Formulated by Becke and Edgecombe74, the electron localization function (ELF),

 $\text{ELF}=\Bigg{[}1+\Bigg{(}\frac{\tau_{\sigma}-\frac{(\nabla\rho_{\sigma})^{% 2}}{4\rho_{\sigma}}}{\frac{3}{5}(6\pi^{2})^{2/3}(\rho_{\sigma}^{5/3})}\Bigg{)}% ^{2}\Bigg{]}^{-1}$ (11.18)

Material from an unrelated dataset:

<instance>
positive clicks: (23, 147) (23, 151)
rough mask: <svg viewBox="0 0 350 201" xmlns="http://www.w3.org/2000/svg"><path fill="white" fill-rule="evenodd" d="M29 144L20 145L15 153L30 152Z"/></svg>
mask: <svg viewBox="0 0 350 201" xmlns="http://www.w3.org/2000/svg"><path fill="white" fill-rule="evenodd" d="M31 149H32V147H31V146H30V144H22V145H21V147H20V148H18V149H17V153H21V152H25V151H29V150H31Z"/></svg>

is a measure of electron localization. It is derived from the Hartree-Fock conditional pair probability and can reveal information about bonding and shell structure279. ELF values lie between 0 and 1, with an ELF=1 representing perfect localization,and an ELF=1/2 representing electron-gas like pair probability. To generate ELF plots with Q-Chem, set the PLOT_ELF $rem variable to TRUE. For closed-shell systems, the $\alpha$ spin ELF is calculated. For open-shell systems, the $\alpha$, $\beta$ and spin-adapted ELFs are calculated485. The following example illustrates the calculation of the ELF for a water molecule. Example 11.14 A job that evaluates the ELF for H${}_{2}$O on a 50 x 50 x 50 grid. The output is in a cube file called elf_alpha.0.cube. $molecule
0 1
O       -4.5320698567      0.2524215916      0.0130780103
H       -3.5641829319      0.2173288989     -0.0173259969
H       -4.8109190521     -0.4489616171     -0.5945943692
$end$rem
jobtype opt
method b3lyp
basis 6-31g*
plot_elf true
make_cube_files true
$end$plots
water
50 -7 7
50 -4 4
50 -4 4
0 1 0 0
0
$end  (Please refer also to elf_methane.in the$QC/samples directory. This uses the newer \$plots format).